PRQL / pyprql

Python extensions for PRQL

Home Page:https://pyprql.readthedocs.io

Geek Repo:Geek Repo

Github PK Tool:Github PK Tool

Add support for python magic

rbpatt2019 opened this issue · comments

Now that we have the rust backend, lets make magic happen for ipython/jupyter!

The challenge here will be handling connections to different database types. fugue is probably the best bet for operating on in memory data frames or csv files, as we can route out to dask or spark and get cracking fast. But it can't connect to existing database files (someone call me on this if I'm wrong). DuckDB is brilliant, but only natively supports duckdb instances. There are extensions to convert other types (sqlite, mysql, etc) to duckdb, but none are supported in the Python API. There is an sqlalchemy driver for duckdb though.

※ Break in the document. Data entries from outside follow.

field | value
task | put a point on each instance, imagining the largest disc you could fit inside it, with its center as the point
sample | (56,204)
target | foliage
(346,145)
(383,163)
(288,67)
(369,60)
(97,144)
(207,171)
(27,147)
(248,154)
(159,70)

This is all a really long way of saying that I think we should probably check the connection input. If it's an in-memory dataframe or a csv file, use fugue[spark,sql] to run the compiled sql query. If it's anything else, including duckdb, just try connecting with sqlalchemy and using their methods. What are everyone's thoughts?

Great idea!

sqlalchemy sounds like a good plan to allow flexibility.

How do we envisage passing things like connection parameters?

Are there any popular magics out there for using SQL? Potentially we could piggyback on those. IIRC bigquery had a bigquery-specific one (but their connection model is a bit different from traditional DBs).

What would you see the return type being? A pandas dataframe?

Wthl the ipython/jupyter cell magic, everything following %%prql but on the same line as it is passed as a string. Conceivably, additional arguments beyond connections strings could be parsed out that way. There is a whole setup that basically mimics argparse for use with magics, but I'd lean away from that where possible. These magics work best the simpler they are.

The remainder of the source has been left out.